Tesla makes money in two main ways. First, it designs and sells electric vehicles, including the Model 3, Model Y, Model S, Model X, and Cybertruck, directly to customers through its own stores and website. Second, it makes and sells energy products like the Powerwall home battery and the Megapack, a large battery system used by power companies and businesses. On top of those core sales, Tesla earns money from paid Supercharger sessions, used car sales, automotive insurance, FSD (Full Self-Driving) software subscriptions, and the sale of regulatory credits to other car companies who need them to meet emissions rules. In June 2025, Tesla also launched a Robotaxi service, an autonomous ride-hailing platform that uses its own vehicles and AI technology. Together, these streams make Tesla something unusual: part car company, part energy company, part software business. The diagram below traces where the money goes.
Five years of financial data tell a story of rapid growth followed by a plateau, with margins under real pressure. Revenue climbed sharply from 2021 to 2023, then essentially stopped growing. In 2023, total revenue reached $96.8 billion. In 2024, it nudged up to $97.7 billion. In 2025, it fell back to $94.8 billion.
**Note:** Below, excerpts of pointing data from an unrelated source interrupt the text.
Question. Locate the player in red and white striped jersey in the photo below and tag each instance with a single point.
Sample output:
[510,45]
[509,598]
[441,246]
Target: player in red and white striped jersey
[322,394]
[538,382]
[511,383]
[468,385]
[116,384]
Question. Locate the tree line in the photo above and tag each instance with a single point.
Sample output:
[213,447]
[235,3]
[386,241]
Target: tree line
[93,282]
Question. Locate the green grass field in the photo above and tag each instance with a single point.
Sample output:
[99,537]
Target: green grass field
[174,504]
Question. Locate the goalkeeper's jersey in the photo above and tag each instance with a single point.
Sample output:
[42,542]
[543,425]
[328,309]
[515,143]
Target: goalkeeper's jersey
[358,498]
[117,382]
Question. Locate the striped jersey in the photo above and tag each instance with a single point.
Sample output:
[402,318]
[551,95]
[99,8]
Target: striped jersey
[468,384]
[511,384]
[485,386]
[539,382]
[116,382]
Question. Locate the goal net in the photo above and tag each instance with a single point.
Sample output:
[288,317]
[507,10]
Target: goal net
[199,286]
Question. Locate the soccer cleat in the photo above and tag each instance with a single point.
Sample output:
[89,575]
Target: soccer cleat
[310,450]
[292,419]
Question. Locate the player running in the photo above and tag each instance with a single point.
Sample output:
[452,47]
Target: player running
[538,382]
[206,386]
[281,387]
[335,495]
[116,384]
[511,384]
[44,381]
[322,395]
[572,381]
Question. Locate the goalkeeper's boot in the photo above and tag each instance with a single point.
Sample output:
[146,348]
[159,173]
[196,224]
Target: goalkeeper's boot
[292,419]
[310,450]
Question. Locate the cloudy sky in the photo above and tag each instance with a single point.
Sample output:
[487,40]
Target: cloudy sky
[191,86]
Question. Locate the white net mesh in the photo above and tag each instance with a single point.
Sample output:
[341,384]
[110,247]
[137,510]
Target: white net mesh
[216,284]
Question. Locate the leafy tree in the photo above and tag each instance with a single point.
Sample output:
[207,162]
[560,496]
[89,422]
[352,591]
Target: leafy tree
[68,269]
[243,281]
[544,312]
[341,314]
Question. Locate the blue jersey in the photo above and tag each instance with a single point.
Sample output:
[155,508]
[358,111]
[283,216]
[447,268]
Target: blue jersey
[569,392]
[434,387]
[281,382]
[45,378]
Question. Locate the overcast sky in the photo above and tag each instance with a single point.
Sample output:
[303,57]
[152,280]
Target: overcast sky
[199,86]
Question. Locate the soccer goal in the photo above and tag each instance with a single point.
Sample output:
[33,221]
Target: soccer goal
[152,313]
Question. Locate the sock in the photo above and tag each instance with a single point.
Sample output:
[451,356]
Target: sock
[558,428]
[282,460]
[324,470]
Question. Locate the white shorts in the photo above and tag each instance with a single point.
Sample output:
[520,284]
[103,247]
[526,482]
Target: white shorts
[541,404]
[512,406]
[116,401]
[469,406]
That is three years of flat to falling revenue after years of strong gains.
The margin story is harder to ignore. In 2021 and 2022, Tesla's gross margin sat just above 25%. That means for every dollar of revenue, Tesla kept about 25 cents after paying for materials and manufacturing. By 2023, that figure had dropped to around 18%, and it has stayed near that level through 2025. The company cut vehicle prices aggressively to keep demand up, and that decision squeezed profits. Automotive gross margin fell from 19.4% in 2023 to 17.8% in 2025.
One bright spot is the energy business. Energy generation and storage revenue grew from $6.0 billion in 2023 to $12.8 billion in 2025, and its gross margin expanded from 18.9% to 29.8% over the same period. That is the fastest-growing and now most profitable part of the business on a margin basis. Megapack deployments drove most of that growth as electricity grids worldwide scrambled to add storage capacity alongside solar and wind power.
Despite the margin compression, Tesla kept generating cash. Operating cash flow was $14.7 billion in 2025, close to the $14.9 billion it produced in 2024. Free cash flow improved to $6.2 billion in 2025 from $3.6 billion in 2024, partly because Tesla spent less on factories. The company ended 2025 with $44.1 billion in cash and investments, which gives it a large financial cushion. But Tesla has also flagged that it expects capital expenditures to exceed $20 billion in 2026, driven by AI infrastructure, new factories, and robotics. That is a significant step up in spending.
Regulatory credit sales fell from $2.8 billion in 2024 to $2.0 billion in 2025. A new US law called the One Big Beautiful Bill Act, enacted in July 2025, restricted some of these credit programs and also removed the consumer tax credit that helped make electric vehicles more affordable for buyers. Both changes hit Tesla at the same time: less income from credit sales, and potentially less demand from price-sensitive buyers who relied on that tax break.
Beyond policy changes, Tesla faces several documented threats that could affect the business regardless of how well it executes. Tariffs introduced in 2025 have already raised costs on imported components, and the company says further tariff changes could disrupt its global supply chain. Tesla relies on a small number of suppliers for battery cells, including Panasonic and CATL, and has limited ability to switch quickly if those relationships break down. The raw materials inside batteries, particularly lithium and nickel, can swing sharply in price based on global demand, and Tesla cannot always pass those increases on to customers without losing sales.
Tesla's newest products carry the biggest execution risks. The Robotaxi service launched in June 2025 but regulations around fully autonomous vehicles differ in every city and country, and the legal framework is still evolving. Cybercab, a purpose-built autonomous vehicle, has not yet entered full production. Optimus, a humanoid robot Tesla is developing, is still in early stages. The company plans to ramp six new production lines in 2026 across vehicles, robots, energy storage, and battery manufacturing. Past production ramps at Tesla have caused major delays and cost overruns. There is no guarantee the next wave will be different.
Tesla is also competing in a car market that is genuinely getting more crowded. Every major car company now sells electric vehicles in the US, China, and Europe. In China specifically, local manufacturers have launched competitive electric vehicles at aggressive prices, putting pressure on Model 3 and Model Y sales in what has been one of Tesla's most important markets. Services revenue from paid Supercharging, insurance, and maintenance grew 19% to $12.5 billion in 2025, which shows that the installed base of Tesla vehicles creates ongoing income. But that income depends on a fleet that has to keep growing, and vehicle deliveries actually fell in 2025.